I don't know whether they were 'happy' but quite a few Roman slaves, especially those who had valuable skills, were often able to have lives of secure contentment in conditions far, far better than many free-born (yet still dirt poor) citizens.
For example, Marcus Tullius Tiro, the personal slave of Cicero, was intelligent, educated ... and competent and trusted at managing his master's domestic and financial affairs. Cicero mentions him frequently in his writings and their relationship, while always cordial, at times seems to be one almost of friends. He was given his freedom in 53BC but still accompanied Cicero to his govenorship of Cilicia. Tiro was wealthy enough (through money earned as a slave and freedman, as well as bequests from Cicero) to be able to purchase a country estate near Puteoli where he lived out his retirement publishing his former master's collected works and writing numerous books of his own. It is also worth noting that while the 63 year old Cicero was brutally murdered on the orders of Mark Anthony - his head and hands cut off, and nailed to the Rostrum in the Forum Romanum - Tiro died peacefully on his estate at the ripe old age of 91.
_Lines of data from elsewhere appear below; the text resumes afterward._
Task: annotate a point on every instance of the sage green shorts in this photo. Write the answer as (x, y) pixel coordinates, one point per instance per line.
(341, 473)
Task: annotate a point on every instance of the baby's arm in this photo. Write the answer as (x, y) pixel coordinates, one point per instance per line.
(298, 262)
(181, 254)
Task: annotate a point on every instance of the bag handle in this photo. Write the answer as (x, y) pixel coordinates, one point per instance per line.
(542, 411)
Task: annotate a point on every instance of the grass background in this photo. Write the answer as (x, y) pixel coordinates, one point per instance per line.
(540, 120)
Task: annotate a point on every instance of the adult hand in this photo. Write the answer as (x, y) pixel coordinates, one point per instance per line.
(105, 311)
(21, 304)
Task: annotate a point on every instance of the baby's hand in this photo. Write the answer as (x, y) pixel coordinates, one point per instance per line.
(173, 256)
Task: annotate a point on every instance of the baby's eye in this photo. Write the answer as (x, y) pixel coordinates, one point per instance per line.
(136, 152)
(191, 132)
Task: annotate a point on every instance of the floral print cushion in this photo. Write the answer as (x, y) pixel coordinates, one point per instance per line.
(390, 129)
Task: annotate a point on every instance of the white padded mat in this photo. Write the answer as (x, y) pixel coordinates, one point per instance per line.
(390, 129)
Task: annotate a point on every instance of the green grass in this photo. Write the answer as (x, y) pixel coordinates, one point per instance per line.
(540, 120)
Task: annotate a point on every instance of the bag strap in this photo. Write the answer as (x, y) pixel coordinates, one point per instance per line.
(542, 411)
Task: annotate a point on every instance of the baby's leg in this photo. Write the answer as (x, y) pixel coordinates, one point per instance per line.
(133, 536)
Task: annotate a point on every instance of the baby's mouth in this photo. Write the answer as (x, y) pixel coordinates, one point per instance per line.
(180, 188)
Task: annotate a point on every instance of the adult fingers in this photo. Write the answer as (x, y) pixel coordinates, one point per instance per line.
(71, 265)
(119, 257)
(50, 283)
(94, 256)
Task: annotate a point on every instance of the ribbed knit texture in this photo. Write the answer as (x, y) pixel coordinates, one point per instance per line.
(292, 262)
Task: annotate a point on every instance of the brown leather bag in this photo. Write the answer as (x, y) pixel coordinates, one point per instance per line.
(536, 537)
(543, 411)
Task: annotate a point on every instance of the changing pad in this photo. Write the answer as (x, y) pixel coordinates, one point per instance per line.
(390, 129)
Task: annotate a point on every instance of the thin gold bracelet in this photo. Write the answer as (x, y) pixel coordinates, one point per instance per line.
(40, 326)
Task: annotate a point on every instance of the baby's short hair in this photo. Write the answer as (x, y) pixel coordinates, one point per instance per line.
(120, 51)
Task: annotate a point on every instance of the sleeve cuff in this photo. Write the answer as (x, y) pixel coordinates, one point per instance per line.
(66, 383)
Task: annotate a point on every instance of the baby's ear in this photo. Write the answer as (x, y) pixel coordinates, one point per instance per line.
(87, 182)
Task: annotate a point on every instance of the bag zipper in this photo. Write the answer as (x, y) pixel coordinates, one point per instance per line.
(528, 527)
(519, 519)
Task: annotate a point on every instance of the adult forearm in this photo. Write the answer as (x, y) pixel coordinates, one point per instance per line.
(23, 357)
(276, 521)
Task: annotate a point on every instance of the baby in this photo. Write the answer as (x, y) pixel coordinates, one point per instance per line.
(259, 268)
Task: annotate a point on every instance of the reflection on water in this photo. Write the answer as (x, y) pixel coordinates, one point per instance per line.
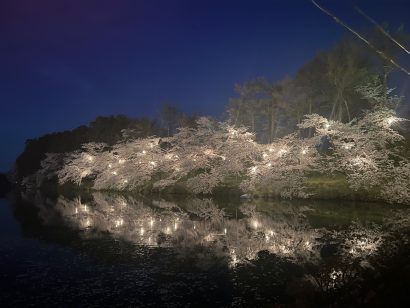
(267, 252)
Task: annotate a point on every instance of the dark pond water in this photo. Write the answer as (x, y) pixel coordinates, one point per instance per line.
(116, 250)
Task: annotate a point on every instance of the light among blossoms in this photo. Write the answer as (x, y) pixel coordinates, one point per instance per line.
(282, 151)
(391, 120)
(347, 146)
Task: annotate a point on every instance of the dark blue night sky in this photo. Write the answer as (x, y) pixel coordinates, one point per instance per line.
(64, 62)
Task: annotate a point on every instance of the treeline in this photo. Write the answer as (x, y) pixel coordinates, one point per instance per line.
(327, 85)
(109, 130)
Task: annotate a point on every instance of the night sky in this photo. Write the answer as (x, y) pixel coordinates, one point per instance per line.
(64, 62)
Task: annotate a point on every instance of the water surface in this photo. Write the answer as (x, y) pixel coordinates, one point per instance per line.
(118, 250)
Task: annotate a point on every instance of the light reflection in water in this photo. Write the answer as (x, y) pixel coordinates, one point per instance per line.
(164, 224)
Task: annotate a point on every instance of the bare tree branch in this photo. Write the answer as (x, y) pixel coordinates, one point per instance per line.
(378, 51)
(380, 28)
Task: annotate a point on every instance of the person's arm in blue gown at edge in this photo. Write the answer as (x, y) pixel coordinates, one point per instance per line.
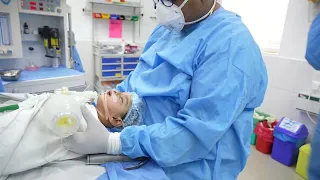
(1, 86)
(313, 57)
(200, 98)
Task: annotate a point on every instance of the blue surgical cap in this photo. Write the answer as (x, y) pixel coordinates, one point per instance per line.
(135, 113)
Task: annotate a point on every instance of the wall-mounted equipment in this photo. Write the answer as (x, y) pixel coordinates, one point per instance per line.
(10, 38)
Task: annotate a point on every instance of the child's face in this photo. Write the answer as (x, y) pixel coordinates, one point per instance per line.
(116, 105)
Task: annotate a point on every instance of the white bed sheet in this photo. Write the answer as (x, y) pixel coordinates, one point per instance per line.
(67, 170)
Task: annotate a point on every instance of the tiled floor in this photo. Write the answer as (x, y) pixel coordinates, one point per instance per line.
(263, 167)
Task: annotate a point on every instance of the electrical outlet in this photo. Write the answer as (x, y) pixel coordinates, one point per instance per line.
(315, 86)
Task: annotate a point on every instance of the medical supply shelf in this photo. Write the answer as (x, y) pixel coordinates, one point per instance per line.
(126, 4)
(113, 67)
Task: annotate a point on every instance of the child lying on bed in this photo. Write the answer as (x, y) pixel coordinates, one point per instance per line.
(40, 143)
(119, 110)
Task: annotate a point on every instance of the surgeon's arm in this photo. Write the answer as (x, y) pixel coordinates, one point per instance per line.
(219, 93)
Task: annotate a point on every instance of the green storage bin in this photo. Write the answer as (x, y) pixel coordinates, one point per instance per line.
(255, 122)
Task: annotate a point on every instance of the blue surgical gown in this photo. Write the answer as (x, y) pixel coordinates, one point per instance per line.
(313, 57)
(200, 88)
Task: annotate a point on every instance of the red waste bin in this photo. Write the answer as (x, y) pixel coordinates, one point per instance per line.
(264, 137)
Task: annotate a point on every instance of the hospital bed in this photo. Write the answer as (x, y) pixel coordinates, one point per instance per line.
(85, 167)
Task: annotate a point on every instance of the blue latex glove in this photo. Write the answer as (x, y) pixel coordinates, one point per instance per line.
(116, 171)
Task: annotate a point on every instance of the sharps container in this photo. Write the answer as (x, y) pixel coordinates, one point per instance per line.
(303, 161)
(264, 136)
(289, 137)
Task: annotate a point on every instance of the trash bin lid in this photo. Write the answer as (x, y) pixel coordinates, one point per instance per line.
(292, 128)
(306, 148)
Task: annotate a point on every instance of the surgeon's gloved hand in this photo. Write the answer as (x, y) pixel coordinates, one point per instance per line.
(95, 140)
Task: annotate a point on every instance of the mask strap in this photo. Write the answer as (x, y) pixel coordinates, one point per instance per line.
(184, 3)
(205, 16)
(105, 106)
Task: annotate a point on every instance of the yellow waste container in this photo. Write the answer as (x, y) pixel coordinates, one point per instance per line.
(303, 161)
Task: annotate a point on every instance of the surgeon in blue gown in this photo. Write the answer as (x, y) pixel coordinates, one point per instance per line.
(313, 57)
(201, 76)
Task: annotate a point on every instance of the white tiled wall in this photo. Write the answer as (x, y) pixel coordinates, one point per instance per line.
(287, 77)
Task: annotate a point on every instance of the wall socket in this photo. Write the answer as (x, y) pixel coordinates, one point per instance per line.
(315, 86)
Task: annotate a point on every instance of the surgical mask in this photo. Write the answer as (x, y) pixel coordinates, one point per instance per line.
(172, 17)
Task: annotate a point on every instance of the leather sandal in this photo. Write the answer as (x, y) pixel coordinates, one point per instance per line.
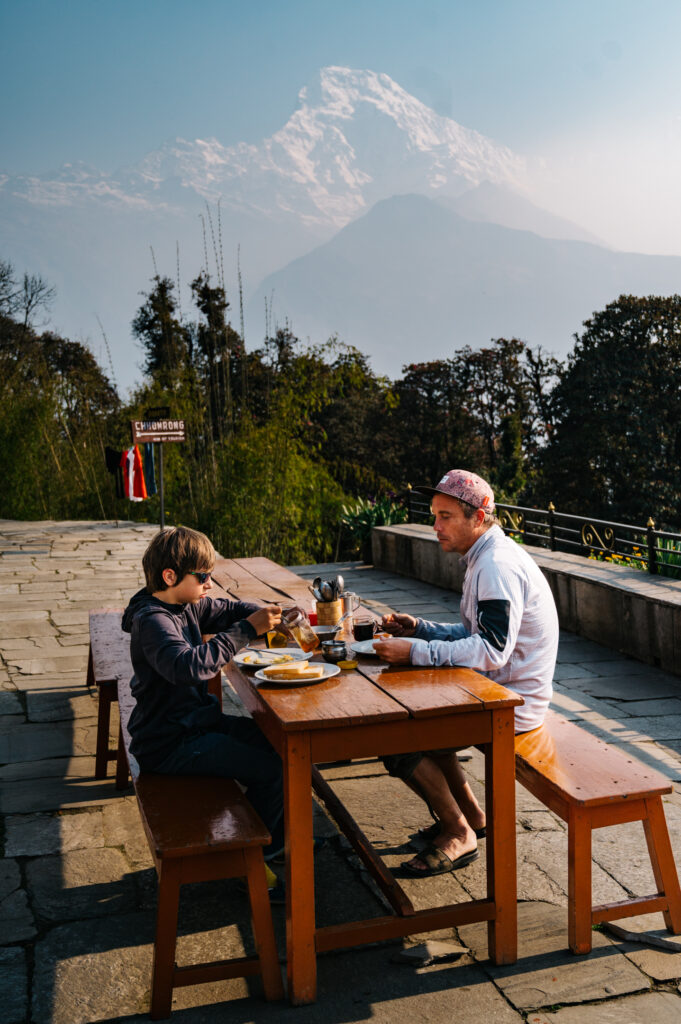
(437, 862)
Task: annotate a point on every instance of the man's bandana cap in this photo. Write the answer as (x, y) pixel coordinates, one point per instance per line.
(466, 486)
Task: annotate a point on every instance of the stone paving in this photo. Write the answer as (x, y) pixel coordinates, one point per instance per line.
(78, 890)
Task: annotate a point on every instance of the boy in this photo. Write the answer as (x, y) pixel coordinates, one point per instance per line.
(176, 726)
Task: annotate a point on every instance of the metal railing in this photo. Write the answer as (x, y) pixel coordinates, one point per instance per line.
(653, 551)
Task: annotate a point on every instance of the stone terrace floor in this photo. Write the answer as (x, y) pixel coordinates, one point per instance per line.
(77, 888)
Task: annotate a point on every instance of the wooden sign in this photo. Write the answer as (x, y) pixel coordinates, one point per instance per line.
(157, 431)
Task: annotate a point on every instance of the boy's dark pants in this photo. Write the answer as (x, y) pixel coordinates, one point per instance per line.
(236, 749)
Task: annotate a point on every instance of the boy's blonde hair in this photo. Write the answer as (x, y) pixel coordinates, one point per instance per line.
(179, 549)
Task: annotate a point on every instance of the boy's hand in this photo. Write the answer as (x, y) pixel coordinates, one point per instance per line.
(399, 626)
(265, 619)
(393, 651)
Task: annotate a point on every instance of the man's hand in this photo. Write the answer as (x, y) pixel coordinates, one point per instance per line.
(265, 619)
(394, 651)
(399, 626)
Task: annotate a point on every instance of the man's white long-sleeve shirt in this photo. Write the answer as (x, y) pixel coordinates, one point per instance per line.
(509, 628)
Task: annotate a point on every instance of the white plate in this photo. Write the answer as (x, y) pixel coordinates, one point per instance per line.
(329, 671)
(261, 658)
(367, 646)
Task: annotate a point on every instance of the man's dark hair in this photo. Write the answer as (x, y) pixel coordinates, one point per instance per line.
(179, 549)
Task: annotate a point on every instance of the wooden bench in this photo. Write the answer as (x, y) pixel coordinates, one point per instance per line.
(108, 663)
(109, 660)
(590, 785)
(199, 828)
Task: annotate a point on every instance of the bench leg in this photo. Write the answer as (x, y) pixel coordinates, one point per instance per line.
(262, 924)
(165, 940)
(579, 881)
(122, 767)
(107, 695)
(502, 870)
(662, 859)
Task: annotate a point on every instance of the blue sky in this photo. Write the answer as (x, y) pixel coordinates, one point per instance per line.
(592, 88)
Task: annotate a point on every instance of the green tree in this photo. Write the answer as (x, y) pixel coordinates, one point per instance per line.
(615, 450)
(165, 340)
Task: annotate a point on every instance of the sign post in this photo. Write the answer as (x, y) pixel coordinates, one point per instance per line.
(158, 431)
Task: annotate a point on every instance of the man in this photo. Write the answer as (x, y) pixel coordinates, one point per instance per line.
(509, 631)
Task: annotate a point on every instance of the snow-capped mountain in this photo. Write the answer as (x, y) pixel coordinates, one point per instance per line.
(355, 137)
(306, 195)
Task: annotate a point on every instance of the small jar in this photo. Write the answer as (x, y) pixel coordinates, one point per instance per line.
(334, 651)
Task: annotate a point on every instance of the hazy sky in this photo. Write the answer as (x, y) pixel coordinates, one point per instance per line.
(591, 88)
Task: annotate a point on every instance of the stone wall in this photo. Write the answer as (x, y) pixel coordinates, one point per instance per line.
(623, 608)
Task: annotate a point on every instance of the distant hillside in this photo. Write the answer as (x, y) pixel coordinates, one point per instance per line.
(412, 281)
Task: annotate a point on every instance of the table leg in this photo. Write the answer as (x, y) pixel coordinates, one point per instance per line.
(301, 966)
(500, 799)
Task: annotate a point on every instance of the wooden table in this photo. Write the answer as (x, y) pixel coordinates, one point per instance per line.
(378, 710)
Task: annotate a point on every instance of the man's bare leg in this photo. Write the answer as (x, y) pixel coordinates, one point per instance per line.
(456, 836)
(460, 787)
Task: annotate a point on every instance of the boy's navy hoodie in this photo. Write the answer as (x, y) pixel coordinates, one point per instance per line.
(173, 667)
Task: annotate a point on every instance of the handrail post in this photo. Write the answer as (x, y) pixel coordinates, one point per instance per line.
(552, 529)
(652, 554)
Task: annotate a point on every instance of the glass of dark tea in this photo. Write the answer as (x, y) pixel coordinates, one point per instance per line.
(363, 629)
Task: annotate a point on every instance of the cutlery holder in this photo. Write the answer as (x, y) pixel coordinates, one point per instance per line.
(328, 612)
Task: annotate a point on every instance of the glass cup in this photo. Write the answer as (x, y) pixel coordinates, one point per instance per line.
(363, 629)
(299, 627)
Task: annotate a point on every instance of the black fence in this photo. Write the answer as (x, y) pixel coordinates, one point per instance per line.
(645, 548)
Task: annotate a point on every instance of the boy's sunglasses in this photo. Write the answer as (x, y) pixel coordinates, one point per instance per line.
(202, 577)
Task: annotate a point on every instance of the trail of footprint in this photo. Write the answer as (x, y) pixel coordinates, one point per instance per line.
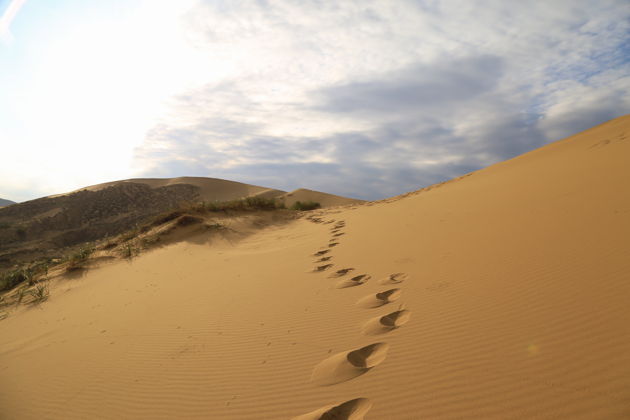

Similar examples might be the emperor Claudius' secretary, the freedman Pallas, and Julius Caesar's secretary ... Ponsa was it? Indeed wasn't the majority of the 1st century Imperial 'civil service' comprised of slaves and ex-slaves ... all doing very nicely for themselves while remaining carefully aloof from the dangers of politics, senatorial intrigues and Imperial proscriptions? It was always the noble senators, their family and friends that actually got the chop ... very rarely was it the senator's current or former slaves.